Koran Sulindo – Setelah jatuh, ditimpa tangga pula. Begitulah gambaran para korban pelanggaran berat hak asasi manusia (HAM) saat ini. Mereka selalu menuai kekecewaan. Pasalnya, negara yang acap berjanji malah mengabaikan penyelesaian pelanggaran HAM berat masa lalu itu.

Ketua Yayasan Penelitian Korban Pembunuhan (YPKP) 1965/1966 Bedjo Untung, misalnya, menyampaikan kekecewaannya terhadap Komisi Nasional (Komnas) HAM. Bedjo kecewa antara lain karena sikap Komnas HAM yang disebut tidak bermakna pada periode kali ini.

Kekecewaan itu kian menjadi karena Komnas HAM pernah menyatakan bahwa kasus pelanggaran HAM 1965 secara hukum telah selesai. Bedjo tidak memungkiri hasil penyelidikan Komnas HAM atas kasus itu. Dan memang sudah selesai. Akan tetapi, hasil penyelidikan yang kemudian diserahkan kepada Kejaksaan Agung mandek total.

Kejaksaan Agung kerap berdalih sulit menemukan bukti terkait meski Komnas HAM telah menyelidiki kasus itu secara tuntas. Bukti yang dimaksud Kejaksaan Agung, misalnya, karena kasusnya yang telah lama dan pelakunya sudah banyak yang meninggal.

Kekecewaan lainnya, kata Bedjo, para korban pelanggaran HAM berat punya hak berupa bantuan kesehatan dari Lembaga Perlindungan Saksi dan Korban (LPSK).Namun, hak itu tidak bisa digunakan tanpa surat rekomendasi dari Komnas HAM. Ia karena itu berharap lembaga tersebut kelak akan benar-benar menjadi pengawal HAM yang lebih baik.

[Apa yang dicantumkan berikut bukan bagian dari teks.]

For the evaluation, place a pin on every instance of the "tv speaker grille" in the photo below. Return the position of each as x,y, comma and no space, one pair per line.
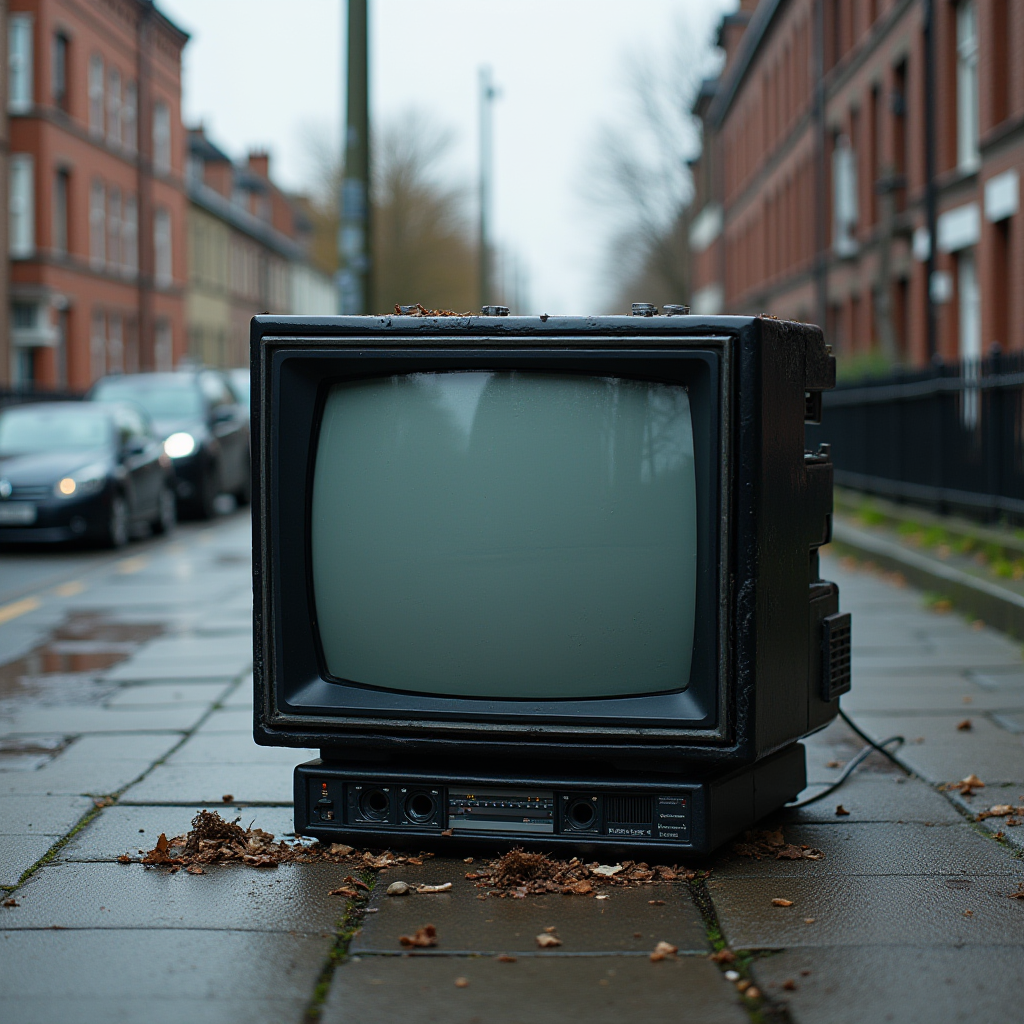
836,677
629,810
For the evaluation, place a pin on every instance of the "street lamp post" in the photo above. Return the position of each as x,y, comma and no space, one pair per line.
353,202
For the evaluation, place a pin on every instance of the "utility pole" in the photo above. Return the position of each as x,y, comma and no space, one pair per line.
487,95
353,203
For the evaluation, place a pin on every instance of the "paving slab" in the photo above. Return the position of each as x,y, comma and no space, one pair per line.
28,815
884,848
911,985
237,749
532,990
624,923
123,828
203,784
167,694
868,910
158,977
871,797
229,897
18,853
940,753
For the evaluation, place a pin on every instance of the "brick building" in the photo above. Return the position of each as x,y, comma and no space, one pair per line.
97,207
248,243
841,137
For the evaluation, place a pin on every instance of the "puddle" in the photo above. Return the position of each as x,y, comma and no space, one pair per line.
62,669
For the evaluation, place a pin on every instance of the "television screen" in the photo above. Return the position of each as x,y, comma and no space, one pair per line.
506,535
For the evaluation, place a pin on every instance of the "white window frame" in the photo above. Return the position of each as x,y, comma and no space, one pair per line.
96,85
97,224
163,267
22,206
129,118
19,64
129,237
968,127
161,137
114,107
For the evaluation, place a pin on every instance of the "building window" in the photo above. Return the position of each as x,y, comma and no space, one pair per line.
97,344
162,249
114,107
97,225
58,72
128,118
19,64
96,94
129,237
22,206
161,137
60,183
114,258
968,156
163,347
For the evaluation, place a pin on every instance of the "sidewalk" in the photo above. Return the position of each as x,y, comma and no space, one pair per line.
879,929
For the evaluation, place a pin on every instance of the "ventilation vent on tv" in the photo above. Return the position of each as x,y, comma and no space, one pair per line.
629,810
836,651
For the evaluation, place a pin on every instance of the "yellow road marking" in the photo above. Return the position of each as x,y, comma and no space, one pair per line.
70,589
129,565
15,608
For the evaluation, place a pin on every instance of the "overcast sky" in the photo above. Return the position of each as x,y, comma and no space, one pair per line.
267,73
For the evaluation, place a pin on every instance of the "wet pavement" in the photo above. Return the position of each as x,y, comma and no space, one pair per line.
125,708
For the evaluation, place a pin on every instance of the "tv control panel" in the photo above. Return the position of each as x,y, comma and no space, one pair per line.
328,803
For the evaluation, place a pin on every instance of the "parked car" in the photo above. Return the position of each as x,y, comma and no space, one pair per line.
74,471
241,385
204,427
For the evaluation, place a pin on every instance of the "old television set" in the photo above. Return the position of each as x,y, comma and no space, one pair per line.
544,580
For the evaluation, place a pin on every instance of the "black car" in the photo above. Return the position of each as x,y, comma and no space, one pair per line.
205,431
73,471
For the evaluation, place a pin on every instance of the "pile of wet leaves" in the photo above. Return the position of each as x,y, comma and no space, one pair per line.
519,873
772,846
212,840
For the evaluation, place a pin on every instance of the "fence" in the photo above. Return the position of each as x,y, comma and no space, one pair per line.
950,436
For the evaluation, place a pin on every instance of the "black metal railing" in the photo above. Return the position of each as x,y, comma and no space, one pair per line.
950,436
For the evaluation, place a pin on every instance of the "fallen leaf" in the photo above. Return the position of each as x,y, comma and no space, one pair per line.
424,937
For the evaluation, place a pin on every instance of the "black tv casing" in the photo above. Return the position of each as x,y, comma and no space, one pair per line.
760,678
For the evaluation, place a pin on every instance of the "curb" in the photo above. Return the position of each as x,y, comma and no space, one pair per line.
997,606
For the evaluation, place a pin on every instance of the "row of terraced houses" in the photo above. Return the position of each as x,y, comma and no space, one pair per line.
131,241
861,168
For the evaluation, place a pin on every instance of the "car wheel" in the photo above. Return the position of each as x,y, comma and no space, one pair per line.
167,516
116,531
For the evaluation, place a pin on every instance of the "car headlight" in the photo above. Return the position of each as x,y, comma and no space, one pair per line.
83,481
179,444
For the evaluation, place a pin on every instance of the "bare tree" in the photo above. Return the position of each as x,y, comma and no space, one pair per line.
641,173
422,245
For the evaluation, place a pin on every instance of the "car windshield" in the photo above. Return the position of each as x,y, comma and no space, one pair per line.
35,429
163,399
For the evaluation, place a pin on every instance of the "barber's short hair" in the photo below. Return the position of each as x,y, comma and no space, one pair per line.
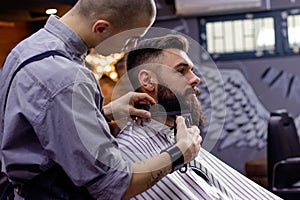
121,12
148,50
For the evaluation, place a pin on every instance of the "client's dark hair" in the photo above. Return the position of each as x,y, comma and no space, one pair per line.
150,49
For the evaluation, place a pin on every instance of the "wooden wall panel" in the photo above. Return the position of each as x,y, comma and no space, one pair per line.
12,33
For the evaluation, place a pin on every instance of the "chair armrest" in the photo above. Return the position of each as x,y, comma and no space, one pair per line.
286,174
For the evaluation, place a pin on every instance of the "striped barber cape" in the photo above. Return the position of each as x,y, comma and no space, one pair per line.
207,177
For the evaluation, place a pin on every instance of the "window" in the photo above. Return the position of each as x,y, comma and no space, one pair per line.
261,34
293,22
240,35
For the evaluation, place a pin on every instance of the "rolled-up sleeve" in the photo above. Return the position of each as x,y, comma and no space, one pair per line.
76,136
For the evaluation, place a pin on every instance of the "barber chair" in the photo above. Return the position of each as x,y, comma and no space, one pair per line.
283,156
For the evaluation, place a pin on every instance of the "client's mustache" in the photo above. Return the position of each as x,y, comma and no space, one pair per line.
192,90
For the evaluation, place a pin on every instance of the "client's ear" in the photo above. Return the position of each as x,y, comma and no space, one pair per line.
100,26
146,80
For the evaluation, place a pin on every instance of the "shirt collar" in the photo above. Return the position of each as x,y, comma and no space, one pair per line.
73,42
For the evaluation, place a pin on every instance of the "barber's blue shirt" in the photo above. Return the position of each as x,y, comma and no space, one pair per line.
53,114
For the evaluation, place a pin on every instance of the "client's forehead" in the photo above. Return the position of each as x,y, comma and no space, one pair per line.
174,56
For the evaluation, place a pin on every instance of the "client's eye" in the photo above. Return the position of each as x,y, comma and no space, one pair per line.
181,71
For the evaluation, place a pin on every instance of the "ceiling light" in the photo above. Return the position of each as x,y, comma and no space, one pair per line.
51,11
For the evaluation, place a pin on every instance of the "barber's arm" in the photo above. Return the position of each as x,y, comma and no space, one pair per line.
150,171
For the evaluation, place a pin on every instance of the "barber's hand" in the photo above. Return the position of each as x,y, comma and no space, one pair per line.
188,140
124,106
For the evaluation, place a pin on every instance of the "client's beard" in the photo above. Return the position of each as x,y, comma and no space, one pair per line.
184,103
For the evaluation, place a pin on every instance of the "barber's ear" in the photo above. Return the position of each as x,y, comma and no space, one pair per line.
101,26
146,80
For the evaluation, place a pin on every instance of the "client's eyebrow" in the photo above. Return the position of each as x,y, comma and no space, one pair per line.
185,65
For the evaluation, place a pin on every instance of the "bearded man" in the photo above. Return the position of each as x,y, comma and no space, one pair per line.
161,68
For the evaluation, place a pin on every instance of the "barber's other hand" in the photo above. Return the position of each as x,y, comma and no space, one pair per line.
188,140
124,106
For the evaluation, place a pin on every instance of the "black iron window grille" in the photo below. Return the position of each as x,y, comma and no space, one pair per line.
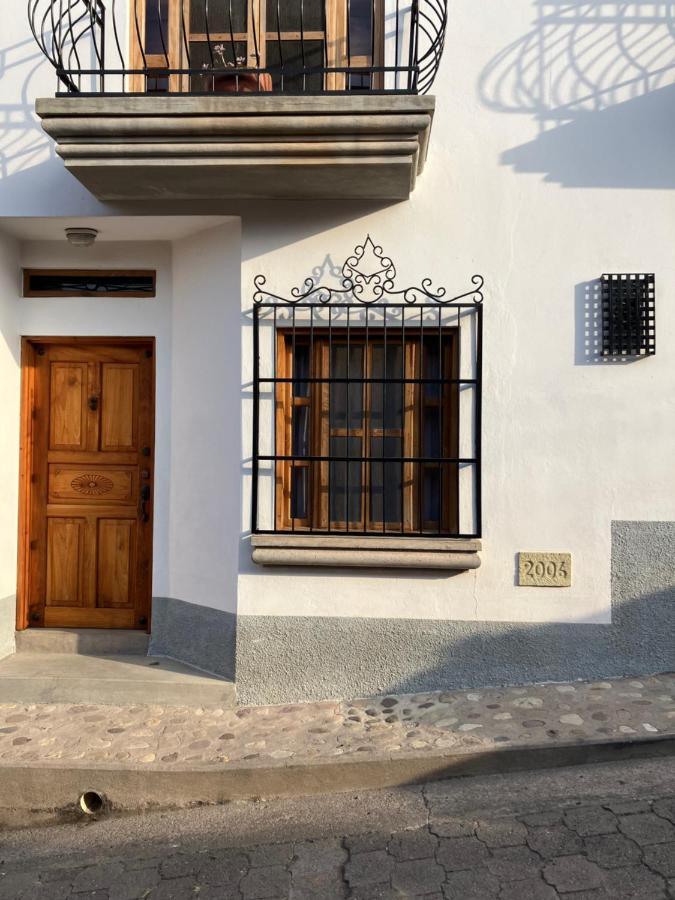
241,46
628,315
367,405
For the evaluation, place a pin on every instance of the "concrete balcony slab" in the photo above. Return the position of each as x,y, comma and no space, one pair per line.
361,147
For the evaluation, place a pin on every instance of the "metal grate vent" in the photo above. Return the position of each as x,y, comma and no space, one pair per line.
628,315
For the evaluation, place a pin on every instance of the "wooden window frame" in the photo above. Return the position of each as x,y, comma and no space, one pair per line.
320,432
179,11
94,273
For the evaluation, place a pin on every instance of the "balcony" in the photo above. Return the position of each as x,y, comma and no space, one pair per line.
205,99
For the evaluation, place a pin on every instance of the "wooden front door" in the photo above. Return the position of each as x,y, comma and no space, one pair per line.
88,479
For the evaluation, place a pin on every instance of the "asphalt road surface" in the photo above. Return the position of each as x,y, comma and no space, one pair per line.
602,832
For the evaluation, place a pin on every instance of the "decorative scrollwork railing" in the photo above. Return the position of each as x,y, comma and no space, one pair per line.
241,46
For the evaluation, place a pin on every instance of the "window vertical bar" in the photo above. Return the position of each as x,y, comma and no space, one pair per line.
441,392
256,419
479,421
293,501
403,419
330,403
349,420
420,403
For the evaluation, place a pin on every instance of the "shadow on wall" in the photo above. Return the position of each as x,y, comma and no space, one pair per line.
285,659
599,79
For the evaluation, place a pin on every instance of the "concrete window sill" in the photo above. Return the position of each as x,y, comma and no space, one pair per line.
365,552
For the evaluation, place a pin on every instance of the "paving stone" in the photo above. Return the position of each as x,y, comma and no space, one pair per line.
265,882
362,843
418,844
636,883
611,850
417,877
132,885
665,808
451,827
661,858
227,868
270,855
312,857
647,828
573,873
501,833
587,820
94,878
514,863
374,867
180,864
175,889
470,884
461,853
556,840
543,818
532,889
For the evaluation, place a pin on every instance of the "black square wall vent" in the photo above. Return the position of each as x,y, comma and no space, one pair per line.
628,315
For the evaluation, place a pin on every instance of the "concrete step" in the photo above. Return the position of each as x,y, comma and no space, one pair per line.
88,641
116,680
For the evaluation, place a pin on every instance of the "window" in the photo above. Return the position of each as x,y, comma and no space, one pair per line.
367,430
304,45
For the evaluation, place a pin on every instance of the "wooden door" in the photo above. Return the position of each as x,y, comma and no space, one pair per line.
89,430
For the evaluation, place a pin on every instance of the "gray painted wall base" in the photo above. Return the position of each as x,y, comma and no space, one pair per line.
281,659
197,635
7,625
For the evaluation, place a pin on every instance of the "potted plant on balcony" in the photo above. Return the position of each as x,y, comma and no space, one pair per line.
233,81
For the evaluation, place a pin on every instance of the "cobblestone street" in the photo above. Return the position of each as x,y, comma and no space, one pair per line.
537,836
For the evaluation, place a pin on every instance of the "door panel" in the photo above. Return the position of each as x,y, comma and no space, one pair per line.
89,546
119,406
68,393
65,552
116,543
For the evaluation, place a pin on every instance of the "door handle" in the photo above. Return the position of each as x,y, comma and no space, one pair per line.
145,498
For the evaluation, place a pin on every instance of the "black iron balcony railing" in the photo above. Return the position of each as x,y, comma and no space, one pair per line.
241,46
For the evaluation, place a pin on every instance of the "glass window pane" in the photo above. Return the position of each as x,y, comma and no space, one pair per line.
431,494
345,499
223,16
346,401
360,24
157,26
299,491
385,481
431,434
291,15
290,59
300,431
301,370
387,399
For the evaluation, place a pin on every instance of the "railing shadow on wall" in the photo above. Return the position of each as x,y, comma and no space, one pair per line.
599,80
23,144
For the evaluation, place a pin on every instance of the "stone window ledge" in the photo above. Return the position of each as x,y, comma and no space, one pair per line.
447,554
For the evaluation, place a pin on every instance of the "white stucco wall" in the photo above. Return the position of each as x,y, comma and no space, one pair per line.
550,163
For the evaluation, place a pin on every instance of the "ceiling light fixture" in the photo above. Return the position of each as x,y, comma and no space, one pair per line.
81,237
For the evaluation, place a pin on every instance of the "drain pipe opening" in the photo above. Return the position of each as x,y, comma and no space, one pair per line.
91,802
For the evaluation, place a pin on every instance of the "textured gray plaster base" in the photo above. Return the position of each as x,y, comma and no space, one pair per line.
197,635
280,659
7,625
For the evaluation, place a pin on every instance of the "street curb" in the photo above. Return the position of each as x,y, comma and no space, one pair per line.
55,788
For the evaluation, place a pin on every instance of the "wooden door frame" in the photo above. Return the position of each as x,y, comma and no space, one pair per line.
29,345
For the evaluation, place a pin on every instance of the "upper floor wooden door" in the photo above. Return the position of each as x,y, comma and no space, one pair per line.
88,478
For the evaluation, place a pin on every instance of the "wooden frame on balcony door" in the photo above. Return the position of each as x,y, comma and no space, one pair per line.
178,18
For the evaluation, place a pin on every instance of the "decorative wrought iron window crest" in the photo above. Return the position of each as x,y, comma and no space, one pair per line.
367,277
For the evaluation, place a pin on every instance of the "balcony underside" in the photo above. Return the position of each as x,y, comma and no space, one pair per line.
275,147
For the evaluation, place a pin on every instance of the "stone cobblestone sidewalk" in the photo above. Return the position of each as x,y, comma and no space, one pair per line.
461,721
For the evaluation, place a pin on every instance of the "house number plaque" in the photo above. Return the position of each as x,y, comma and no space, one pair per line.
544,569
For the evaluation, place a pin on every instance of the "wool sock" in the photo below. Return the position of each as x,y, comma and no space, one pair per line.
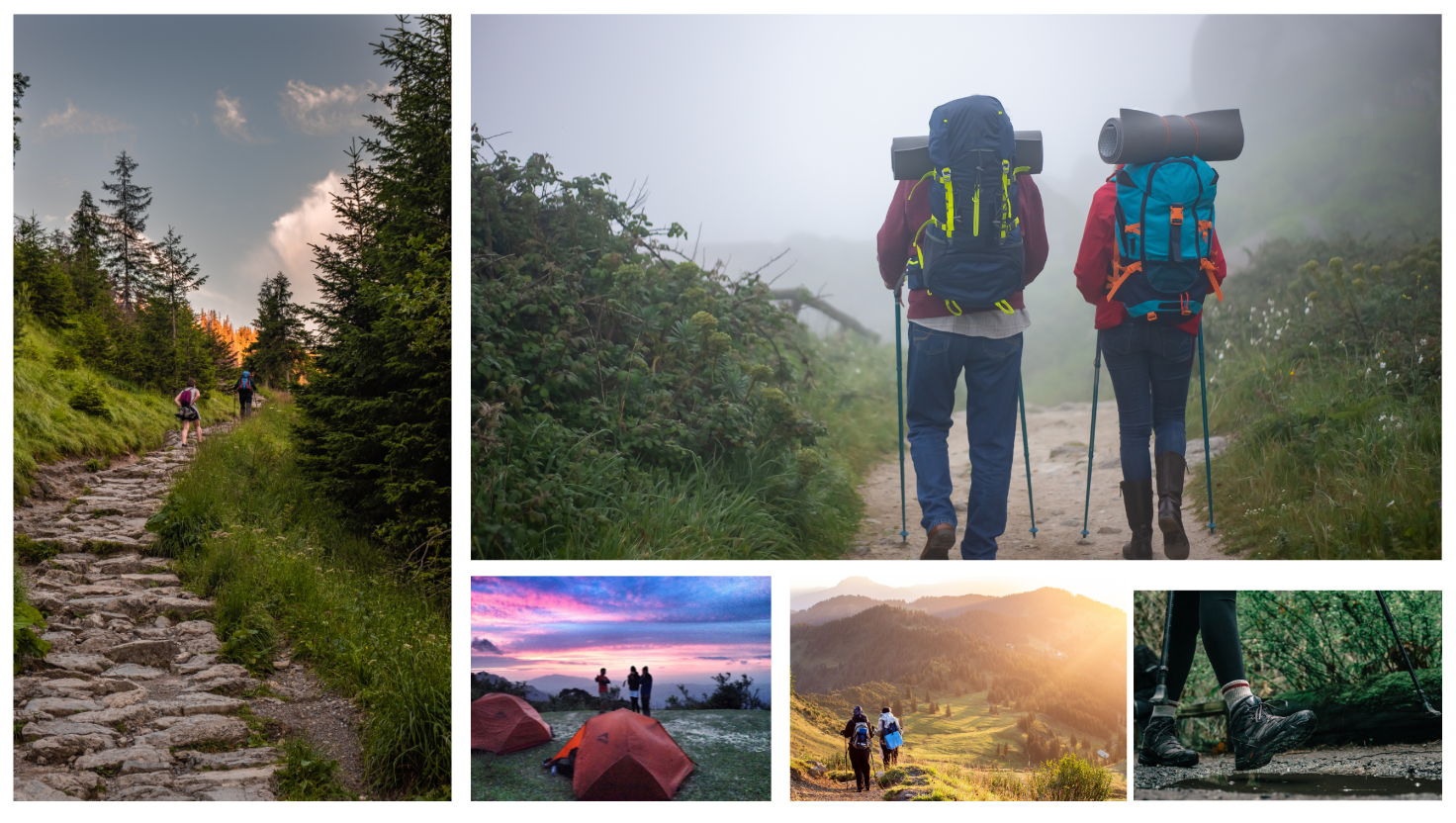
1234,692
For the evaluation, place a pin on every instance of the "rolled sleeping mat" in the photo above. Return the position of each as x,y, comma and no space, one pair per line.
910,156
1140,137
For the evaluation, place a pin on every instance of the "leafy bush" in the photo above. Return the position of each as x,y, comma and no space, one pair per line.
1328,379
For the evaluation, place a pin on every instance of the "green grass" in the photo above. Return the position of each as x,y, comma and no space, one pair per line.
46,428
731,751
247,532
1332,403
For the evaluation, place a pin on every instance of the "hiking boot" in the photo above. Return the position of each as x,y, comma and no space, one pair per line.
1171,468
1138,500
938,542
1160,746
1258,734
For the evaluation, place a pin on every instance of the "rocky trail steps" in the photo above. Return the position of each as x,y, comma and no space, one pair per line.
132,702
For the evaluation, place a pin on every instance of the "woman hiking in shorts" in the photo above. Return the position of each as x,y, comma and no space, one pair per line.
1150,366
187,409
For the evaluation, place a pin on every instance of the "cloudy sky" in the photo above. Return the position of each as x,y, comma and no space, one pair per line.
237,124
762,127
684,628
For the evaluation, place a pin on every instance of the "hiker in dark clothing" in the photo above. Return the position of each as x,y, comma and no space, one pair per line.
858,742
1257,734
647,692
601,690
634,684
245,392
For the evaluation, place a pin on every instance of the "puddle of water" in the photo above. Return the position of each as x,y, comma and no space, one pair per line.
1323,785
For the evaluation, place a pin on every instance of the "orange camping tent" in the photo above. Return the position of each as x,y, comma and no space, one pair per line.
622,755
505,723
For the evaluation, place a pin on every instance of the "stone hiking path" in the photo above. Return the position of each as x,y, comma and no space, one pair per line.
132,702
1058,453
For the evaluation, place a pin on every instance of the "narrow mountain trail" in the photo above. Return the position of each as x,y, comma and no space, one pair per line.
132,702
1058,464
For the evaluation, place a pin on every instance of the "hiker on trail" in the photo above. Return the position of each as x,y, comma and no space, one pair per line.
634,685
858,737
947,339
890,737
187,409
1150,364
601,690
245,392
647,692
1257,734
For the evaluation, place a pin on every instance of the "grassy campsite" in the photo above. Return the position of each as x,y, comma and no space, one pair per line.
730,748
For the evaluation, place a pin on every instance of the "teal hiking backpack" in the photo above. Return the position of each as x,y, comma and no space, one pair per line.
1162,262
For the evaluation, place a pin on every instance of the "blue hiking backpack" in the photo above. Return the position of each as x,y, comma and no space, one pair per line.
971,253
1162,265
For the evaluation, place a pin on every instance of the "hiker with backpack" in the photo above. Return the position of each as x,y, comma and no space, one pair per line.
1147,261
858,739
890,737
1257,733
601,690
187,409
245,392
634,685
647,692
974,236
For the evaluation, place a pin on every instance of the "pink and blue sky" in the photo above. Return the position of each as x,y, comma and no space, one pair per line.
684,628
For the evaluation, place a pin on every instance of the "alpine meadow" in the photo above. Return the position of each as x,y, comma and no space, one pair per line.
255,609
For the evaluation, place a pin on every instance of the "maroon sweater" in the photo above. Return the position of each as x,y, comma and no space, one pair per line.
907,213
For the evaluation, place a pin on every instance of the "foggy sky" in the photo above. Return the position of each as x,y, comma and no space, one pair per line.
761,127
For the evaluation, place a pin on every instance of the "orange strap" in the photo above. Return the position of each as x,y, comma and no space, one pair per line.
1117,283
1208,265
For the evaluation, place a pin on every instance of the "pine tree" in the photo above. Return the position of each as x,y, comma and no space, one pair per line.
281,347
130,251
375,431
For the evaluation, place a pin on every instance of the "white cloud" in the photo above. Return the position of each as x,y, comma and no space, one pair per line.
79,121
228,117
315,110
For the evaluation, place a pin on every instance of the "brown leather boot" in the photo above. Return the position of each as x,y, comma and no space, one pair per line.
938,542
1171,468
1138,502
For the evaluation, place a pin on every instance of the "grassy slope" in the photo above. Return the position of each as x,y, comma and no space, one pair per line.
731,751
278,558
46,428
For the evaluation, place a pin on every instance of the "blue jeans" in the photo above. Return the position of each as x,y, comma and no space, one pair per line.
992,376
1149,366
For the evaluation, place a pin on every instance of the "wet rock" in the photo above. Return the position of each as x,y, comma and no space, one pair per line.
37,789
88,663
201,729
147,651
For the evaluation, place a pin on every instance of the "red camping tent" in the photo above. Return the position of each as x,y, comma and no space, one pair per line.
626,756
505,723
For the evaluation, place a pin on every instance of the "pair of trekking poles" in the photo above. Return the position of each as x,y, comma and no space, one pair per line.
1026,446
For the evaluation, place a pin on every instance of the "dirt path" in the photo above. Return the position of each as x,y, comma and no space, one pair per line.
132,701
1058,455
1400,773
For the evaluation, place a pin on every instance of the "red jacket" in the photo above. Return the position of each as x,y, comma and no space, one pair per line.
907,213
1095,262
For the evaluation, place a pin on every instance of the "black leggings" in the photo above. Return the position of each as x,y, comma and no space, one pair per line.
1213,615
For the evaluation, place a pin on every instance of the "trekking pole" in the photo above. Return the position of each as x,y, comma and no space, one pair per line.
1407,657
1160,692
1097,381
1026,447
900,419
1208,458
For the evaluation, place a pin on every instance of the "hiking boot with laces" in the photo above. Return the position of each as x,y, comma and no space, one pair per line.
1160,746
1138,502
938,542
1171,468
1258,733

Kekecewaan serupa juga dirasakan International People’s Tribunal (IPT) 1965. Kekecewaan itu karena pemerintah melalui Kementerian Koordinator Bidang Politik, Hukum dan Keamanan berencana membentuk Dewan Kerukunan Nasional (DKN). Pembentukan lembaga tersebut diduga sebagai cara pemerintah untuk melepaskan tanggung jawab atas kasus pelanggaran HAM.

Membentuk DKN
Perwakilan IPT 1965 Rahma Mari pada Minggu (19/3) menuturkan, korban tragedi 1965 tidak membutuhkan lembaga semacam DKN. Yang dibutuhkan korban adalah lembaga yang mampu menyelesaikan kasus pelanggaran HAM berat 1965 termasuk, misalnya, mengupayakan rekonsiliasi.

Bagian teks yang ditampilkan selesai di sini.